- Boris Worm
When Dalhousie biologist Heike Lotze heard the library at the St. Andrews Biological Station in New Brunswick would close, it came as a shock.
The station has been a destination for researchers since the 19th century, and the library played a key role in her research into the ecological history of the Bay of Fundy, which has been dramatically degraded by human activity since colonization.
“If we don’t understand the history of human effects on the ocean, we are condemned to repeat it,” reads a journal article by Lotze and fellow researcher Loren McClenachan.
Following a spate of federal fisheries library closures in early December, Lotze and other scientists are worried about knowledge loss.
The Department of Fisheries and Oceans plans to close seven of its 11 libraries by 2015, including the one in St. Andrews, which recently underwent a $62 million renovation. The Bedford Institute of Oceanography will likely receive some of the library’s materials.
It would be “an incredible loss” if the materials are dumped, scattered or stored somewhere inaccessible, Lotze said. She would prefer if they were kept together at BIO, but it’s not clear yet whether that will happen.
The government says the closures and consolidations are part of a digitization process that will save about $440,000 a year. Other than DFO employees, only five to 12 people on average visited the department’s 11 libraries each year, minister of fisheries and oceans Gail Shea says in a statement. “It is not fair to taxpayers to make them pay for libraries that so few people actually used.”
The government sent the Canadian Library Association an email offering the association the chance to adopt some of the materials from closing libraries, CLA president Marie DeYoung tells The Coast.

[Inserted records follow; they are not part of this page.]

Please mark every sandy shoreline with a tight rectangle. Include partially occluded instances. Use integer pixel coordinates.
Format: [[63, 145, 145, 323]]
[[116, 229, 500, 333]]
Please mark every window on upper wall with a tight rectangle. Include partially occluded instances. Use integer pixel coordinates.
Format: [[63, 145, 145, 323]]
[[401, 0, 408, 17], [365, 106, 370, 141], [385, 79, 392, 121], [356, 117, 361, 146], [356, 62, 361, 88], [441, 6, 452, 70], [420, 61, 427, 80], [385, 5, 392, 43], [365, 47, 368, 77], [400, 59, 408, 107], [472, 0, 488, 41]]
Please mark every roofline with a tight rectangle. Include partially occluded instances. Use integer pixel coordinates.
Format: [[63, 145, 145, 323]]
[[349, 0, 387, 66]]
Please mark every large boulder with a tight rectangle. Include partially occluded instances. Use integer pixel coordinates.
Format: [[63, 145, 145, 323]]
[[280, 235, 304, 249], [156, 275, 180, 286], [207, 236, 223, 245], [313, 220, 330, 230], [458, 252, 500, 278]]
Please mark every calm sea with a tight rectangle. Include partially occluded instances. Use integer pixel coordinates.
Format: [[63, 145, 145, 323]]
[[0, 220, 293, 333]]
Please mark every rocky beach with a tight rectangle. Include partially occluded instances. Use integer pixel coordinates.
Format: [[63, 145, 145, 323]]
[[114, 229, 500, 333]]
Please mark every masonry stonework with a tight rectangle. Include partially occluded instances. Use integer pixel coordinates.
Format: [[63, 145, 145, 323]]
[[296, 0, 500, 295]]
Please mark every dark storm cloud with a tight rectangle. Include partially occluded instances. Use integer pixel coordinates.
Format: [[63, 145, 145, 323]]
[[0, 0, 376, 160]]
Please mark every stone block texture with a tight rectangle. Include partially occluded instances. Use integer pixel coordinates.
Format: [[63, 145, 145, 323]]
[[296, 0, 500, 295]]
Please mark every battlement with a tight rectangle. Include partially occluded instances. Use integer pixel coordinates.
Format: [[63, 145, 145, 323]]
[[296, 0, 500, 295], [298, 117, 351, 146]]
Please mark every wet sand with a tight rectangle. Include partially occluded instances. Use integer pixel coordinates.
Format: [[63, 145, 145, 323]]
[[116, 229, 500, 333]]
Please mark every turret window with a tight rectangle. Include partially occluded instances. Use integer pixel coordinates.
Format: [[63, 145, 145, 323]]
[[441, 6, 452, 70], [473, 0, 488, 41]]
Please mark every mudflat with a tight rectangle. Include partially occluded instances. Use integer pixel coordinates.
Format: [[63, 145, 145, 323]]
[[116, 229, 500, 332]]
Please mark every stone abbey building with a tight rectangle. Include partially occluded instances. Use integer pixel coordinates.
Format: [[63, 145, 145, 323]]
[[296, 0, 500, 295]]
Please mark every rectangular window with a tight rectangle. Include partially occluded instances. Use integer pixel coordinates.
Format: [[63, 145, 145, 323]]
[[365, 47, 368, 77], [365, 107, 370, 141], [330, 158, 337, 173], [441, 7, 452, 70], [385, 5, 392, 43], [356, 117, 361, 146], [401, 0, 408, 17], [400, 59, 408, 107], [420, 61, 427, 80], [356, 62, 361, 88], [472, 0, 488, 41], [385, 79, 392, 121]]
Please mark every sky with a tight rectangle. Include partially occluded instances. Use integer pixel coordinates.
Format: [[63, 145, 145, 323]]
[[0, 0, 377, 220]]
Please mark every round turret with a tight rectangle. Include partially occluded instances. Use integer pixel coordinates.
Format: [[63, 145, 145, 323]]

However, DeYoung says the government hasn’t been clear about how the materials at closing libraries will be sorted, where the collections will end up or how exactly digitization will happen. In the past, the feds have consulted with the CLA, but there was “no effort made” this time, she says.
Materials at a Parks Canada library in Halifax may also be on the chopping block. Parks Canada is consolidating five of its libraries, including one in Halifax, into the Cornwall, Ontario location. Repeated requests to federal communications went unanswered Monday and Tuesday, so The Coast cannot confirm which library is being consolidated.
Scientists from coast to coast view the library closures are part of a worrisome national trend. Lotze’s husband and fellow Dalhousie scientist Boris Worm is funded entirely by the federal government, and has watched the Conservatives cut funding to his colleagues.
Dismissals of more than 2,000 government scientists in the past five years and cuts to hundreds of programs have prompted researchers to leave the country or retire, Worm says.
“We’re losing our best scientists...That’s terrible. A lot of that knowledge, a lot of that expertise, took decades to build up, and it’s not something you can switch on or off. When you have it, you nourish it, you do everything to build it.”